# Anodising



## Janger (Aug 17, 2015)

Working on Anodising aluminium. After ruining many   pieces I finally have some good results.

A few key learned details.
The electrical connection has to be solid. Make a jig or a threaded connection. Al wire is too brittle to connect firmly enough.

Use battery acid. People on the net claim other concoctions work. Not for me. Hard to find in Calgary. I bought mine in Montana. I can't confirm but I was told Gregs distributor has it here in town.

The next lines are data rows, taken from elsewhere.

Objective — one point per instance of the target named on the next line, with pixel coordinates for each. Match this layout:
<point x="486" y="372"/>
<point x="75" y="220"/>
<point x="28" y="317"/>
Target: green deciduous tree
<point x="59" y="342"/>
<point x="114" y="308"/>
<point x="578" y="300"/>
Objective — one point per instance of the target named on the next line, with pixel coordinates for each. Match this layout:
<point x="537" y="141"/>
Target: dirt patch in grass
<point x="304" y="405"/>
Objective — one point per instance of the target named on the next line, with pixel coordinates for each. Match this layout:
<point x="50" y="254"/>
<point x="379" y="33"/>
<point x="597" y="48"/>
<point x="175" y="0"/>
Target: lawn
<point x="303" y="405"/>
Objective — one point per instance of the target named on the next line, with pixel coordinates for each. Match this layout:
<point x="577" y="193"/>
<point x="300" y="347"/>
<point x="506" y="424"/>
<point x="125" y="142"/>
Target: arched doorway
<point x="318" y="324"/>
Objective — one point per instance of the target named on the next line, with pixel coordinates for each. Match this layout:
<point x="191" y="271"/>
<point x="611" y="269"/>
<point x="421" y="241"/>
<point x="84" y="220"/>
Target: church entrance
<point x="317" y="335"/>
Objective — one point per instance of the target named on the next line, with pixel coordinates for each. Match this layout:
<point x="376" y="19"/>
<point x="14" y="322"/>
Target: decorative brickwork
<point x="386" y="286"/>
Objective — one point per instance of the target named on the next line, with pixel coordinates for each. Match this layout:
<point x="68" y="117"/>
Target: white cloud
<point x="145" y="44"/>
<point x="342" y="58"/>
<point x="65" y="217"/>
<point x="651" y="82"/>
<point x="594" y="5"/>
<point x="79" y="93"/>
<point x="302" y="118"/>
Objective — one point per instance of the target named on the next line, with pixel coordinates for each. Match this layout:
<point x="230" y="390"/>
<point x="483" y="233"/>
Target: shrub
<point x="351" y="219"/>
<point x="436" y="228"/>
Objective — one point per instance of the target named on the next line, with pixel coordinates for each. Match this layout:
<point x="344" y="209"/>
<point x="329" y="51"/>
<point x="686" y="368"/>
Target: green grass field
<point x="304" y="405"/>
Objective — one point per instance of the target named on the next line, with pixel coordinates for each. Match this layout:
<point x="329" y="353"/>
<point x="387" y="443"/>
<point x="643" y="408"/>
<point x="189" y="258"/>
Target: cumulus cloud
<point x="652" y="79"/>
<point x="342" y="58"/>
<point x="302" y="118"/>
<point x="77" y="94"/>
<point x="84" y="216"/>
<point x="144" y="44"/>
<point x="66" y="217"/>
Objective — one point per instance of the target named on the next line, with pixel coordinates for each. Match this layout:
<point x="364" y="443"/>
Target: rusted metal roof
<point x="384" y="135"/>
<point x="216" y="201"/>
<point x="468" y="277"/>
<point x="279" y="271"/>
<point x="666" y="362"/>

Make sure the dye is hot (60C+) before you put the part in. Don't let the part dry out before the dye bath. I just used liquid RIT fabric dye.

Good videos on the net on this topic.

Try to get the amperage correct. Buy big resistors and do the ohms law math.


----------



## Kris Jensen (Aug 18, 2015)

Wow nice job!!


----------



## PeterT (Aug 18, 2015)

Holy crap. You're a god. we need to talk! 
(would like to seem more of your skunkworks: power supply, cleaning procedure, heated bath setup, typical times for parts like that)
When you say acid, do you mean solid chemicals to mix your own, or its already in liquid form?


----------



## Janger (Aug 19, 2015)

PeterT said:


> Holy crap. You're a god. we need to talk!
> (would like to seem more of your skunkworks: power supply, cleaning procedure, heated bath setup, typical times for parts like that)
> When you say acid, do you mean solid chemicals to mix your own, or its already in liquid form?


Ok I'll put together some photos... 

@Jwest7788 Next group event. A tour of a few shops. I could show anodising.... I'd like to see @Alexander cnc lathe and @Kris Jensen new plasma cnc....


----------



## Janger (Aug 19, 2015)

ok a bunch of photos.

Andoising is making a layer of porous oxide on the outside of part. The pore space can then accept dye for coloring. It's fussy. Read my post above for the main gotchas I experienced.

Some commentary on the photos.

Threading the part and a Aluminium welding rod for a high quality electrical connection.

Try to make the part as shiny and clean as possible. Buff it. Sand it. Wash it in soap and water. Wear gloves when handling the part.

Cleaning the part by dipping in a somewhat strong solution of NaOH (lye) for a few minutes. I put 50g of lye into about 400ml of water. The powdered lye came from my spouse who makes soap. The next shot shows vigorous bubbling. Take it out, and rinse it thoroughly in distilled water. I use a trigger sprayer recycled from some cleaner.

The acid solution is diluted sulphuric acid from a battery top up package. Picture down at the end. Put acid into the water, not the other way around. Ratio is 1:4 acid to water. Use distilled water. Everywhere use distilled water. Be careful, wear gloves, and eye protection.

You can see my exhaust fan and the acid bath sitting under it. The acid has a strong odour and I imagine it's toxic. The exhaust fan really helps.

Make a wooden jig to grip the welding rod. Makes it really easy to attach the wires to the part and the cathode. Part takes the positive wire. Cathode (negative) is a big piece of aluminium with more welding Al rod wrapped around the bottom of the container.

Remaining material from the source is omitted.